Players take turns placing the integers 1 to n^2 (in order) into the
grid, if possible, such that player-k places those integers congruent
to k(mod m) into the grid, such that:
the integer, j, is placed into a cell where all adjacent (up, down,
left, right) cells (which already contains integers) contain only
integers which are relatively prime to j.
The last player who is able to place an integer somewhere into the
grid is the winner.
(If the grid is filled in completely, then player m wins.)
A sample game:
1 4 5
2 7 3
* 6 *
(The player placing the 7 has won.)

A little related strategy:
If you are player-m, then all of your integers will be divisible by m.
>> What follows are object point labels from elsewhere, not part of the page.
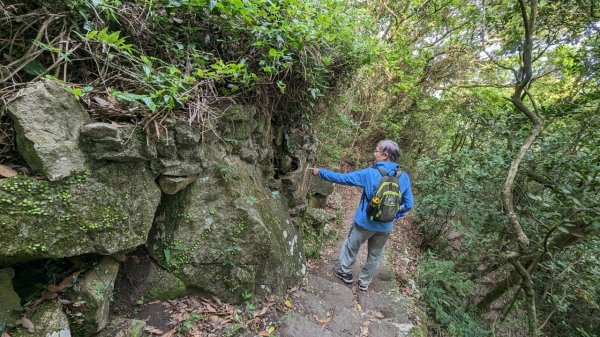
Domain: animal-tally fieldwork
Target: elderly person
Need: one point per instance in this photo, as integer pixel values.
(363, 229)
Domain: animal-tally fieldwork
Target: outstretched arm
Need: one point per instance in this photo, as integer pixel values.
(356, 178)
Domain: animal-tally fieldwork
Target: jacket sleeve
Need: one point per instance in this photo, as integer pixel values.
(355, 178)
(407, 196)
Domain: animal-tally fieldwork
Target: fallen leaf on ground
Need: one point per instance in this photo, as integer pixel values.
(209, 308)
(24, 321)
(262, 312)
(153, 330)
(7, 172)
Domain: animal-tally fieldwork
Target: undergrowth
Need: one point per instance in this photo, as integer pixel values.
(145, 61)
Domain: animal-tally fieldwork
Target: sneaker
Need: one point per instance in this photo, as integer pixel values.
(346, 277)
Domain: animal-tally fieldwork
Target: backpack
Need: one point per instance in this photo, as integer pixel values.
(386, 203)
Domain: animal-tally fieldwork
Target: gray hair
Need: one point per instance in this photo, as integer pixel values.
(390, 148)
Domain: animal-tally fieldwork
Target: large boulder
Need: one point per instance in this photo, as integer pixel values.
(10, 303)
(105, 212)
(113, 142)
(94, 290)
(226, 234)
(179, 152)
(49, 320)
(47, 120)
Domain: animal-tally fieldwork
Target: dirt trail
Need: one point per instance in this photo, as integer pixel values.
(324, 306)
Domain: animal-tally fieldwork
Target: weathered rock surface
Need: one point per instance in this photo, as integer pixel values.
(120, 143)
(106, 212)
(171, 185)
(94, 289)
(179, 152)
(221, 232)
(47, 120)
(49, 321)
(162, 285)
(10, 303)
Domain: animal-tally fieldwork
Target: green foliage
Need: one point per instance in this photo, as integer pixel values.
(191, 49)
(443, 289)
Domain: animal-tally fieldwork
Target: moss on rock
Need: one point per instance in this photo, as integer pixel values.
(109, 211)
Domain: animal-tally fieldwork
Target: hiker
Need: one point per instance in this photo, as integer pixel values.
(365, 228)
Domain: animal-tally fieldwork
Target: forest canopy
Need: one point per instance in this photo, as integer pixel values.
(495, 103)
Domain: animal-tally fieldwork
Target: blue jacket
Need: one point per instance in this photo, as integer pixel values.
(369, 180)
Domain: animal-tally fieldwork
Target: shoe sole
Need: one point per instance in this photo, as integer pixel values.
(343, 279)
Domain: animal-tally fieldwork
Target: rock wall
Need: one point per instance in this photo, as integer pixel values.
(210, 208)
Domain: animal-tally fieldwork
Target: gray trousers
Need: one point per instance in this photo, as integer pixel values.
(375, 245)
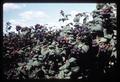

So you would be best off trying to keep yourself from getting into a
situation where all available cells are next to cells you yourself
have already filled.
Placing your integers (I would guess) if possible, into only cells
which are an even number of positions (left, right, up, down) from
other cells you have already filled, would seem like a good idea in
most cases.
(Example: If you are playing on a chess-board, place your integers
only on the black squares, if there is no better reason to do
And, if you are not player-m, you might want to try to force player-m
to have no place to put an integer by placing your integers
nonadjacently, in general, to any integers divisible by m, filling up
the non-m-multiple-adjacent cells first.